“An alarming number of retirees who take out a reverse mortgage do not fully understand how the product works until the equity in their home has already started eroding” reported The Australian recently.
The National Information Centre on Retirement Investments (NICRI) – a government-funded agency providing information to consumers – says a very common complaint is that people did not realise what would happen to the equity in their home.
NICRI says a lot of people want to get out of reverse mortgages – while the idea is fabulous at the start, they get into them and they start to panic. NICRI head Wendy Schilg says she came across one case in which a 69-year-old woman was offered $80,000 by the lender even though she needed only $40,000.

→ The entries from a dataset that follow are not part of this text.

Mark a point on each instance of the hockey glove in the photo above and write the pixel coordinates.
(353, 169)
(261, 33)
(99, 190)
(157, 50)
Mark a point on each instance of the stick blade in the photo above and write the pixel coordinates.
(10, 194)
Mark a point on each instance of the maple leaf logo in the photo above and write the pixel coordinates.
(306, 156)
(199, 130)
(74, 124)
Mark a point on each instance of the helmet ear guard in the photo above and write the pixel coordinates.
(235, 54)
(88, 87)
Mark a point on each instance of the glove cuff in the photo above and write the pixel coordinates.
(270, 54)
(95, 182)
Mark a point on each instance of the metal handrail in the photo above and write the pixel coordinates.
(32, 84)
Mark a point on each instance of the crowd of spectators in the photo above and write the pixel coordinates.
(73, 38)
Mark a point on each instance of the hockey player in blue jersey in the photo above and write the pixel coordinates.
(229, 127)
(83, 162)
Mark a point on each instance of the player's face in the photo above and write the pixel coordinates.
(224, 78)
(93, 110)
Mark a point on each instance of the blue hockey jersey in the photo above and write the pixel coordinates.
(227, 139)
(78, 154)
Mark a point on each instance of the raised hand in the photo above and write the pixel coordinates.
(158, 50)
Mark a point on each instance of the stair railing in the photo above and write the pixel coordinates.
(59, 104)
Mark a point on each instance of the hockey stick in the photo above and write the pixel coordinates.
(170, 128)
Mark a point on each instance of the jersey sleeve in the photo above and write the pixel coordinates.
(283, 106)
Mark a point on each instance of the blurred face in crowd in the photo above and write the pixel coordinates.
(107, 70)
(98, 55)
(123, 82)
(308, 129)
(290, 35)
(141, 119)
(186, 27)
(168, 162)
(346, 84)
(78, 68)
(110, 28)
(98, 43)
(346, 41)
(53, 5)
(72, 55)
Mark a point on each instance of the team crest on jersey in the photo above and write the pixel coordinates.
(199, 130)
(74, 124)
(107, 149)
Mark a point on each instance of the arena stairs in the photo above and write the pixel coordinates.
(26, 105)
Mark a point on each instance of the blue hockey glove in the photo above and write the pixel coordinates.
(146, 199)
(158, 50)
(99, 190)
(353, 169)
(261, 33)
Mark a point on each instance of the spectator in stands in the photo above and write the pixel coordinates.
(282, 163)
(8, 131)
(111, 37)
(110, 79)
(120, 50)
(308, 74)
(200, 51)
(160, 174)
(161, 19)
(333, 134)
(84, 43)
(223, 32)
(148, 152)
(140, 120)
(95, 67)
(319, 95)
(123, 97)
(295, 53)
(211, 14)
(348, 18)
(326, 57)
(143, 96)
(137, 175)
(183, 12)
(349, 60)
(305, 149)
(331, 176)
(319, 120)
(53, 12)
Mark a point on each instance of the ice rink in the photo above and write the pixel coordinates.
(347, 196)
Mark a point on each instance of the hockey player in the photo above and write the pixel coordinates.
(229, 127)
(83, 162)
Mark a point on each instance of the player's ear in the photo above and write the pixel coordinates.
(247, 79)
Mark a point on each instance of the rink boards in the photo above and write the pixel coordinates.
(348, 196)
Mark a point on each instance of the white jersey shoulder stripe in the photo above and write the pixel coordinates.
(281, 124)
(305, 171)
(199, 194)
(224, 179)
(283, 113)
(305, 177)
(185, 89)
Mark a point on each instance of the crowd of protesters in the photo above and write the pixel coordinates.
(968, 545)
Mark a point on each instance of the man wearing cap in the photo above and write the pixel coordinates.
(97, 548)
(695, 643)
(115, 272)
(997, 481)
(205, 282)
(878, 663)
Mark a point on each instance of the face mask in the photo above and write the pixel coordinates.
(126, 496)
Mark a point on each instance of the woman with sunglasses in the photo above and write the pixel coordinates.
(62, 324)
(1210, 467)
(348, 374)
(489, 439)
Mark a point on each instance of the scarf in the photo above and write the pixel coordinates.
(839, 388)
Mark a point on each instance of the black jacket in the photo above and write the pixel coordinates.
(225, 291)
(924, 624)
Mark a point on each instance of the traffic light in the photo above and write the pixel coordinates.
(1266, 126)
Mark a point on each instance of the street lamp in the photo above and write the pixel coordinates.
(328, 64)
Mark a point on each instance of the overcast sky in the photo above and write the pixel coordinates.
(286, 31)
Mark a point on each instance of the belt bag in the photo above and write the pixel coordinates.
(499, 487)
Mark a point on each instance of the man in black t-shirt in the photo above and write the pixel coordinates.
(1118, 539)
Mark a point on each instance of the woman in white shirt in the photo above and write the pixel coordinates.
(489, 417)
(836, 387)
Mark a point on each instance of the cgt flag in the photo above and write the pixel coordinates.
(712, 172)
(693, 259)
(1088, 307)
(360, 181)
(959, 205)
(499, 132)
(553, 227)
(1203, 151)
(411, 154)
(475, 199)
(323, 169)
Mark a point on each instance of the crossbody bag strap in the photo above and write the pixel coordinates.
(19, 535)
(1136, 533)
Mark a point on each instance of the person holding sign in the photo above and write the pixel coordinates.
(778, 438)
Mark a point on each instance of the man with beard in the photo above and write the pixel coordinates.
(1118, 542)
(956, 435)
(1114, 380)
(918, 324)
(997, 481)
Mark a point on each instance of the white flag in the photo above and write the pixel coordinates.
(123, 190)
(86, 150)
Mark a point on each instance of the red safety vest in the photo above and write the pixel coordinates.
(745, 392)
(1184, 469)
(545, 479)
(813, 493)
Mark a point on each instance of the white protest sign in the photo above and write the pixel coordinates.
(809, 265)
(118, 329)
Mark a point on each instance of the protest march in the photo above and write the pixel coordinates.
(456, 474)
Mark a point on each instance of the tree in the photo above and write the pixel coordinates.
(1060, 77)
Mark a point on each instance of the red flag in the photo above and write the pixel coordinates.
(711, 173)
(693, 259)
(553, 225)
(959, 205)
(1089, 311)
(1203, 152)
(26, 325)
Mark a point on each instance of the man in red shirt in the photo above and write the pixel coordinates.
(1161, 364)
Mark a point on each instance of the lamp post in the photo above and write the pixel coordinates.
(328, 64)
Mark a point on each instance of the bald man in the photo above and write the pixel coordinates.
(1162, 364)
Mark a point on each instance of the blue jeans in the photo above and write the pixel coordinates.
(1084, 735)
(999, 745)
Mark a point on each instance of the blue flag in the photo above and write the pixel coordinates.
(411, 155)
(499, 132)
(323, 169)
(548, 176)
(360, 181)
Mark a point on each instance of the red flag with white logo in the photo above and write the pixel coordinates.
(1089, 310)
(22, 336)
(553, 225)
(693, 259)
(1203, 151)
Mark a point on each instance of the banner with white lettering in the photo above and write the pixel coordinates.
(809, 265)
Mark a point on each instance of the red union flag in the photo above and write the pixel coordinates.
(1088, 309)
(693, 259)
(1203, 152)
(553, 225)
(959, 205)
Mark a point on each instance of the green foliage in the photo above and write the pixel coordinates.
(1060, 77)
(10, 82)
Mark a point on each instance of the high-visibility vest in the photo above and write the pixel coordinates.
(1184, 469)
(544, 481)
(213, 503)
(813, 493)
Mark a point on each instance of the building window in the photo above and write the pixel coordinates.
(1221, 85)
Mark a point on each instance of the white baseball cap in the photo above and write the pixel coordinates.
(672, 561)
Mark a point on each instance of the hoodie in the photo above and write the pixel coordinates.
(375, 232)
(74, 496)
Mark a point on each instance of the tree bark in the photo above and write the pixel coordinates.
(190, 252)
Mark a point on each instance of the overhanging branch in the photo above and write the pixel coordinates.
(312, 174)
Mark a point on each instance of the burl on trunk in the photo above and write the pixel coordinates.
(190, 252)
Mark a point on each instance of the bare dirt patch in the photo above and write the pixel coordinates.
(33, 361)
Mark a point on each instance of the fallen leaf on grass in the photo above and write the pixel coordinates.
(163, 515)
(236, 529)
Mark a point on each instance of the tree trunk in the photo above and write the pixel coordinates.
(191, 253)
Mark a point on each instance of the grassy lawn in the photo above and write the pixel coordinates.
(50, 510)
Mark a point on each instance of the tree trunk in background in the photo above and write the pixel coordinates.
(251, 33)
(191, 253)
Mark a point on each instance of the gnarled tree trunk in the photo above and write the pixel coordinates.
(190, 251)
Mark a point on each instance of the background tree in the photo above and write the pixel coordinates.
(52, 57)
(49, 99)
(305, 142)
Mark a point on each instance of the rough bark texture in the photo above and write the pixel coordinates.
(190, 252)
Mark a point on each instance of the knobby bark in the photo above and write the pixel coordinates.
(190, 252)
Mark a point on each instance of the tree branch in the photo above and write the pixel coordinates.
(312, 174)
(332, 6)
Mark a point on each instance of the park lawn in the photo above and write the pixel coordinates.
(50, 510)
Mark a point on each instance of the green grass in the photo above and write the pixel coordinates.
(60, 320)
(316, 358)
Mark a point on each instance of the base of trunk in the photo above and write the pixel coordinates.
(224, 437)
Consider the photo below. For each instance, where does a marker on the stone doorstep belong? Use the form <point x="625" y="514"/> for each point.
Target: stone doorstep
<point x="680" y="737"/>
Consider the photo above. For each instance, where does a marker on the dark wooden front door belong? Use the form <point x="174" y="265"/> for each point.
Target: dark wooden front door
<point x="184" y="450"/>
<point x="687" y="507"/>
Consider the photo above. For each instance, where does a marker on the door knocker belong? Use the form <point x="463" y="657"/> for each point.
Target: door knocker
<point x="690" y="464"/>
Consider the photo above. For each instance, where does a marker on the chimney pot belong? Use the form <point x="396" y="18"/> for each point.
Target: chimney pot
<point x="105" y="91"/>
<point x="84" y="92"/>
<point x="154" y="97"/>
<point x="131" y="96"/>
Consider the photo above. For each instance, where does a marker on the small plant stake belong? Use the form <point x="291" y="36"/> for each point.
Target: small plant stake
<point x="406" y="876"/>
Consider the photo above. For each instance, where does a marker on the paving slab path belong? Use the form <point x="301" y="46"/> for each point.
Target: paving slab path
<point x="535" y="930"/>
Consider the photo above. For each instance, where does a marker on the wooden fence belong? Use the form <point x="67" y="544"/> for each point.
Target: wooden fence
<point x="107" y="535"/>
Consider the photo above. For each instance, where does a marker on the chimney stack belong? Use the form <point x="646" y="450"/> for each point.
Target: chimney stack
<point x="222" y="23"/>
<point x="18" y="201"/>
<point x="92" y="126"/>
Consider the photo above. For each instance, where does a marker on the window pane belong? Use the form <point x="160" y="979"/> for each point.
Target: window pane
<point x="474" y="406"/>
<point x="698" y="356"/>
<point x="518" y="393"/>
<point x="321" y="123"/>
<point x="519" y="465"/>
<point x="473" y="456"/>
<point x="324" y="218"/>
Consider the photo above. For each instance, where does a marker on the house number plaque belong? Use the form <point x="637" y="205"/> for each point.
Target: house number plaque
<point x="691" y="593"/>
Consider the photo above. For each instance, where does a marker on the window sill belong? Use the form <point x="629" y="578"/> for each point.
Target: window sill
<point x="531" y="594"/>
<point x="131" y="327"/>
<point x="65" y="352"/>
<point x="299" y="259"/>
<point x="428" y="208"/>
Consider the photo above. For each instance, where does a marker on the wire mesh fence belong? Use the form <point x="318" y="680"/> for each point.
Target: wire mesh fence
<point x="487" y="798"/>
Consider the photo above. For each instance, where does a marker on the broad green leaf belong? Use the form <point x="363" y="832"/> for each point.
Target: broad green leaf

“She agreed to take the higher amount and gave her four adult children $10,000 each as a gift…not understanding the compounding interest and erosion of equity in the home. When she decided she wanted to move, she looked into paying out the reverse mortgage but found that there was not enough equity left in the home to enable her to buy elsewhere.”
David Lalich, financial services analyst at finance comparison website InfoChoice, says there are costs involved in breaking a reverse mortgage contract in the first few years from commencement and
“Borrowers may be charged an early termination fee, which could be as high as 1 per cent of the loan amount along with a discharge fee of up to $500.”
NICRI believes lenders are not giving borrowers the worst-case scenarios when explaining how reverse mortgages work and is calling on the government to provide funding for a dedicated equity release information centre.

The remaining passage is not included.